Page MenuHomePhabricator

Some event data (like the one that comes from mediawiki events such us revision create) should not get sanitized
Open, NormalPublic

Description

Now, all data is going into events database that is subjected to sanitization, but some data is by nature public and thus should probably not be subjected to sanitization.

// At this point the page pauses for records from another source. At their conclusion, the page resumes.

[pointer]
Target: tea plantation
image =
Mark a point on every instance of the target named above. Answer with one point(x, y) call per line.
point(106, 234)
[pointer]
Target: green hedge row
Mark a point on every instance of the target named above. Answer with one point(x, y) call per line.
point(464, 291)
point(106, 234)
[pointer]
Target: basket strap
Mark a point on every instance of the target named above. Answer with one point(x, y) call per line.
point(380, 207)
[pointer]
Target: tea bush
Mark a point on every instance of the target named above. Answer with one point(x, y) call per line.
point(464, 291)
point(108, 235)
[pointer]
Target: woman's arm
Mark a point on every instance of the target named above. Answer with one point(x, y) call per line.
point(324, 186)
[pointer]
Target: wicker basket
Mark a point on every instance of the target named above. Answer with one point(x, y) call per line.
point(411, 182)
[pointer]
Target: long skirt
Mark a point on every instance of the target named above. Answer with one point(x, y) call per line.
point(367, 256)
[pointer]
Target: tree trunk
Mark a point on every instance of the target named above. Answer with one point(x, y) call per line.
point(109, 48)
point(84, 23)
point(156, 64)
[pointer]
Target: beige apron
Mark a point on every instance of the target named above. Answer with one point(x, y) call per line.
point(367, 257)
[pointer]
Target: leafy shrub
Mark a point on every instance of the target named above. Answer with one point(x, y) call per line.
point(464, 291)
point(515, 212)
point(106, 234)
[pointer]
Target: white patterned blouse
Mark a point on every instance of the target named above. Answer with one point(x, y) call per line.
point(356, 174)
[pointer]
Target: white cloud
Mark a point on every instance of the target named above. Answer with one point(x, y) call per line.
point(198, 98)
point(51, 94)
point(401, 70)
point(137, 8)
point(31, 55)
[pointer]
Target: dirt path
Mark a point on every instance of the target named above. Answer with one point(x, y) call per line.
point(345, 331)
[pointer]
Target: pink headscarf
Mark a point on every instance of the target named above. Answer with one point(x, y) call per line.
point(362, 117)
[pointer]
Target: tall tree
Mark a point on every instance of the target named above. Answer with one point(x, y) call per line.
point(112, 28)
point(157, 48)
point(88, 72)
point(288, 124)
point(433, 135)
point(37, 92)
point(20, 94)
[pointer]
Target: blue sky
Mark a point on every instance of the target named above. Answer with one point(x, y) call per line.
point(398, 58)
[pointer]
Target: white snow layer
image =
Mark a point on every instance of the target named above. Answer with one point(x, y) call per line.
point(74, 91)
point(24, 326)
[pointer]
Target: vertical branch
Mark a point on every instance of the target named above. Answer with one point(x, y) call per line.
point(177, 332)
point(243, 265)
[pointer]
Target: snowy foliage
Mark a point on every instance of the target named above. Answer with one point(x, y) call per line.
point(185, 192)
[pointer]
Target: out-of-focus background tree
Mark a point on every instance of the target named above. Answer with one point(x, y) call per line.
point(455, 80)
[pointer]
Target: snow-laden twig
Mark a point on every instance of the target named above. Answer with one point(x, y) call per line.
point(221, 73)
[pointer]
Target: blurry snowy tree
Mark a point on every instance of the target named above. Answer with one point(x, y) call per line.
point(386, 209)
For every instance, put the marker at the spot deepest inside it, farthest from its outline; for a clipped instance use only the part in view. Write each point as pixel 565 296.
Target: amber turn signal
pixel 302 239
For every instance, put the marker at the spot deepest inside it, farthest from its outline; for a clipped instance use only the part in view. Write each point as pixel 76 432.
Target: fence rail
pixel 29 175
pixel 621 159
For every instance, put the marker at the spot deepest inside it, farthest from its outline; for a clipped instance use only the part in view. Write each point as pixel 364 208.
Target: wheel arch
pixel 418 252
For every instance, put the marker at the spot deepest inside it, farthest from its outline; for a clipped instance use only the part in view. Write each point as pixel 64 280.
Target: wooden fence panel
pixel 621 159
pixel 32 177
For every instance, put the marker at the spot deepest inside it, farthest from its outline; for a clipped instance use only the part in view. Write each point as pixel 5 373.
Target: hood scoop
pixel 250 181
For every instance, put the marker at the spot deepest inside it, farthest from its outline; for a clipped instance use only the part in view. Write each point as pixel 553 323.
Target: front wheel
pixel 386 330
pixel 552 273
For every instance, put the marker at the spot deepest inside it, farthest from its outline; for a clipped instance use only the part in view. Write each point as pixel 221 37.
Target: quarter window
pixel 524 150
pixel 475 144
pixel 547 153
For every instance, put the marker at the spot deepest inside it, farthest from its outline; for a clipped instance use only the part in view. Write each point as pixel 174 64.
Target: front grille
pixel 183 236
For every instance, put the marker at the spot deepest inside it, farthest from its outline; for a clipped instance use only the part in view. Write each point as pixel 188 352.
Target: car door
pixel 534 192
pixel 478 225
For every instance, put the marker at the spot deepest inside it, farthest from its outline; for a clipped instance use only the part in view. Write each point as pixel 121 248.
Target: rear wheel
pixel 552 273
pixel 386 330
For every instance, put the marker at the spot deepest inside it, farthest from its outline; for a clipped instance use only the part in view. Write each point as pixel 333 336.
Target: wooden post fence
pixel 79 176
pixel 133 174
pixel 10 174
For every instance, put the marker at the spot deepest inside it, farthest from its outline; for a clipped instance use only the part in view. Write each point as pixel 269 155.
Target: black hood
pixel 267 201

It could go to a different DB or rather, should all public data be whitelisted?

Event Timeline

Nuria created this task.Feb 27 2019, 6:02 PM
Restricted Application added a subscriber: Aklapper. · View Herald TranscriptFeb 27 2019, 6:02 PM
Milimetric renamed this task from Public event data incoming from eventgate should go into db that does not get sanitized? to Some event data should not get sanitized.Feb 28 2019, 5:40 PM
Milimetric triaged this task as Normal priority.
Milimetric updated the task description. (Show Details)
Milimetric moved this task from Incoming to Modern Event Platform on the Analytics board.
Nuria renamed this task from Some event data should not get sanitized to Some event data (like the one that comes from mediawiki events such us revision create) should not get sanitized.May 17 2019, 4:54 PM
Nuria updated the task description. (Show Details)
mforns added a subscriber: mforns.EditedMay 17 2019, 5:02 PM

I believe, as Andrew suggested once, that instead of having an "event" db and an "event_sanitized" db, we should have an "event_unsanitized" db and an "event" db.
This way, event_unsanitized would only contain only temporary data that will be deleted after 90 days, and the event db will contain final (sanitized if necessary) data.
The data sets that we control and do not need sanitization could be directly ingested into the final event database.
This would make everything easier.

Nuria added a comment.May 17 2019, 6:21 PM

Idea looks fine but I do not think it I do not think it will be wise to change naming at this stage.

If I understand correctly now the event database contains the eventlogging data up to 90 days and all the other events that never get sanitized (they have only public data) since inception. The event_sanitized database contains now only sanitized eventlogging data.

It is confusing cause we are maintaining the mediawiki_blah events on event database cause we not dropping them, not cause they are being published to event_sanitized, right?

Idea looks fine but I do not think it I do not think it will be wise to change naming at this stage.

I think changing naming now will be a indeed bit of work (database, jobs, coordinate deployment, documentation, notify people, etc.).
And it's likely that we mess up and have to do backfilling and such.
But I think the advantages of this approach are also significant:

  • No need of blacklisting of the deletion-after-90-days script (which is dangerous), if it fails, non-EL data could be deleted from event database.
  • No need of blacklisting of sanitization process (not so dangerous, but avoidable).
  • Better organization of data, which would allow for more data sets getting deleted-after-90-days and sanitized in an easier way and avoid confusion overall.

If I understand correctly now the event database contains the eventlogging data up to 90 days and all the other events that never get sanitized (they have only public data) since inception. The event_sanitized database contains now only sanitized eventlogging data.

Yes

It is confusing cause we are maintaining the mediawiki_blah events on event database cause we not dropping them, not cause they are being published to event_sanitized, right?

Yes, exactly. You said it, it's confusing :]
But I think we should not copy them over to the sanitized_database, they should not undergo an all-whitelisted sanitization process, if they are already non-privacy-sensitive. They should be ingested directly to the sanitized database. Only it should be named just "event". This way we make the sanitized version of the data the "default" and natural option. And leave the unsanitized as temporary/secondary.